Pitchers tend to be babied too much. Last month, Pirate starter Bob Walk caught the first pop-up of his seven-year career. Why? Largely because of baseball's silly tradition of not letting pitchers go after pop-ups, even if an infielder has to dive across the mound to make the play.
Most pitchers are told to forget about hitting when they turn pro, even though they may be better batters than some nonpitchers. Honeycutt believes that if he had continued to practice batting after he moved from the National League to the Mariners in 1977, he might have become a two-way player in the majors. Sanderson is skeptical. "I don't think it can be done," he said recently. "There's a tremendous difference between being a good athlete and being a good pitcher."
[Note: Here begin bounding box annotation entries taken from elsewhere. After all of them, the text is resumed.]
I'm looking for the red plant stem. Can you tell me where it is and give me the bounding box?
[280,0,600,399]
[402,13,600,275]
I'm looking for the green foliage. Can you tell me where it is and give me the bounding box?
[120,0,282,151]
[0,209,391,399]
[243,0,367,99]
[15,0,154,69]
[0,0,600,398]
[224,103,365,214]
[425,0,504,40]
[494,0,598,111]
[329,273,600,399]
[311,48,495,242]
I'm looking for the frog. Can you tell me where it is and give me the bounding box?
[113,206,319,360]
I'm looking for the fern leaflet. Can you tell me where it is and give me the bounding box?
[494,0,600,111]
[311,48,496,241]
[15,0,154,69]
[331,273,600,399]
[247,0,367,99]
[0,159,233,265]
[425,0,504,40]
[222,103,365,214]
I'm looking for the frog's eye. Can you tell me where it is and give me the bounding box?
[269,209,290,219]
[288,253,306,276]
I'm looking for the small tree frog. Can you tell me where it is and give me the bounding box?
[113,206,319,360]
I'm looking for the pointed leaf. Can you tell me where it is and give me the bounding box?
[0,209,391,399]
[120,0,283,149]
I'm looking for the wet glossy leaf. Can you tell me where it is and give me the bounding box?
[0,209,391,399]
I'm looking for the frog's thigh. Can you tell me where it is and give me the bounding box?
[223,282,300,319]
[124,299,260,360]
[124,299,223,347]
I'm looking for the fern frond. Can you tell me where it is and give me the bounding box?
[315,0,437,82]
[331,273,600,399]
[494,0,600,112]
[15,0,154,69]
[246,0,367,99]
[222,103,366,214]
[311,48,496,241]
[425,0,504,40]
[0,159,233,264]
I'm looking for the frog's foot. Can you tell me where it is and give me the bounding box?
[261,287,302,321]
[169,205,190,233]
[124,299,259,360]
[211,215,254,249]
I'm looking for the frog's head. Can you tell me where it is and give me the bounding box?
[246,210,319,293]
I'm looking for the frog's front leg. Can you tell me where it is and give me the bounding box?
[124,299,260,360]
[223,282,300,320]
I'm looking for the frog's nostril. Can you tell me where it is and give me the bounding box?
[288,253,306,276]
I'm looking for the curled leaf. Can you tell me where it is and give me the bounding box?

As Sanderson spoke, Canseco was standing nearby. Could he be a two-way player? "Yes," Canseco replied. "In the future, I can see it: 40 homers, 40 steals, 20 wins."
Funny. Now, seriously.
"I'm serious," said Canseco. "I could."
Padres catcher Benito Santiago is off to a hot start. As of Sunday, he was second in the National League in batting, with a .380 average, and his defense has never been better. Santiago underwent a rigorous conditioning program in the off-season, but more important, he has a new attitude.
In his first four seasons, Santiago was perceived as moody, uncommunicative and selfish. He was also an undisciplined hitter, and in 1989, he became the first catcher to lead the majors in errors three years in a row. All that's history now. For the first time in his five-year career, Santiago spent the winter in San Diego instead of his native Puerto Rico, and that helped him become more acclimated to his adopted city. He started seeing a psychologist as well. "I've improved myself in every way," says Santiago. "I had put too much pressure on myself. I've learned how to relax my mind. My mind is finally clean."
Santiago credits teammate Jack Clark, whom he calls "a great man," for helping him achieve inner peace. Clark says that all he told Santiago was to be less critical of himself and to realize that even on a bad day, he's better than most players. "Most guys," Clark adds, "can't do what he can do."